For vertex-disjoint case, the answer is simple, just $l$ copies of $K_s$. But it seems there are much more edge-disjoint copies of $K_s$ in $K_{l,l,\dots,l}$. How many could it be? Is there any known result about it?
 A: We’ll follow wonce’s comment and denote the maximum size of a required family of $s$-tuples by $t(l,s)$. 
Clearly, if $s=1$ then we can take all $l$ $s$-tuples, so $t(l, 1)=l$. Farther we’ll assume that $l\ge 2$. 
Since there are at most $l^2$ distinct possibilities for the pair $(x_1,x_2)$, $t(l,s)\le l^2$.  
For a prime number $p$ we can show $t(p,p)\ge p^2$ by finding required $p^2$ $p$-tuples $t^{ij}$ in the product $\Bbb Z_p^p$  of the groups $\Bbb Z_p=\Bbb Z/p\Bbb Z$ of residues modulo $p$. For any $(i,j)\in \Bbb Z_p^2$ and $1\le k\le p$ put $t^{ij}_k\equiv i+j(k-1)\pmod p$. Assume that two tuples $t^{ij}$ and $t^{i’j’}$ have common $k_1$-th and $k_2$ elements.
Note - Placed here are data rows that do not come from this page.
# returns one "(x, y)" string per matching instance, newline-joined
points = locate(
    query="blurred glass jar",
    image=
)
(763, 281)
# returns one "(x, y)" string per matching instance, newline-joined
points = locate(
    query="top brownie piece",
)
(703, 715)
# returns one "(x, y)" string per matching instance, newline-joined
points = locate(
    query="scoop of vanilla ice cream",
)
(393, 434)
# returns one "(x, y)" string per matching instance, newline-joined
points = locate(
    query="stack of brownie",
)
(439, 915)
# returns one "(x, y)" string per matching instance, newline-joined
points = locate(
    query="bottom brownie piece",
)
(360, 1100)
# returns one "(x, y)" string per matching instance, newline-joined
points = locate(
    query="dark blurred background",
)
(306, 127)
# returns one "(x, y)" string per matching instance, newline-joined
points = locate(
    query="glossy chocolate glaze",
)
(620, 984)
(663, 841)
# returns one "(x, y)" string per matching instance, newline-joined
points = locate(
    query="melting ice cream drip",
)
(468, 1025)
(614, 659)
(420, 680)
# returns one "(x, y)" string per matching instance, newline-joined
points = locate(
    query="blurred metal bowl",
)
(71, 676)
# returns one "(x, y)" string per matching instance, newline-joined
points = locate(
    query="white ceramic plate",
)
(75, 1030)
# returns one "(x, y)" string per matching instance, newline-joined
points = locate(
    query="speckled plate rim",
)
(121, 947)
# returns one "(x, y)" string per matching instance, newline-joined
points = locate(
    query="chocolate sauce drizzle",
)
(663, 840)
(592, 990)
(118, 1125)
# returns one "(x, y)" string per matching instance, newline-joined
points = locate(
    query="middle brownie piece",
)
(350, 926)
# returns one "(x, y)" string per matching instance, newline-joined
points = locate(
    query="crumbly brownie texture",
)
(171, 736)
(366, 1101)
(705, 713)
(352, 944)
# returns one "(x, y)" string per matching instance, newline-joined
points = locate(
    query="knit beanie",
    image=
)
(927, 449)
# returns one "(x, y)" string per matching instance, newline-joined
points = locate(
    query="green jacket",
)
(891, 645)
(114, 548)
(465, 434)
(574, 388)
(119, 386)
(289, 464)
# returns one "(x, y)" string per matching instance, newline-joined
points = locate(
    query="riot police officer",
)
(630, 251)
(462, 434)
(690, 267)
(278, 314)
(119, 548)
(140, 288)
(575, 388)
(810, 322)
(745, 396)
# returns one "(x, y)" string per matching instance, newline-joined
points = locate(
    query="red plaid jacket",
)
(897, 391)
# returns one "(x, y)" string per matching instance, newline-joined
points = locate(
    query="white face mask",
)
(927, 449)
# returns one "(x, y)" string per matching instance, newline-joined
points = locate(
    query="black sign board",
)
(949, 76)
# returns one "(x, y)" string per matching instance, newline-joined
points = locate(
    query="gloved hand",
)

Then 
$i+j(k_1-1) \equiv i’+j’(k_1-1) \pmod p$ and $i+j(k_2-1)\equiv i’+j’(k_2-1) \pmod p$. Subtracting one of the equalities from the other, we obtain $(j-j’)(k_2-k_1)\equiv 0\pmod p$. Since $l$ is prime and $k_1\not\equiv k_2\pmod p$, we have $j\equiv j’\pmod p$, which implies $i\equiv i’\pmod p$.
Due to lower approximation of naturals by primes,
the above construction suggests that if $r=\min\{s,t\}$ then $t(l,s)\ge r^2-O(r\sqrt{r})$.
Now we consider small $l$. 
We have $t(2,3)=4$ as shows the family $\{(1,1,1), (1,2,2), (2,1,2), (2,2,1)\}$ of triples. I can show that $t(2,4)=2$, and then by induction I can prove that $t(l, (l^2+l)/2+1)=l$.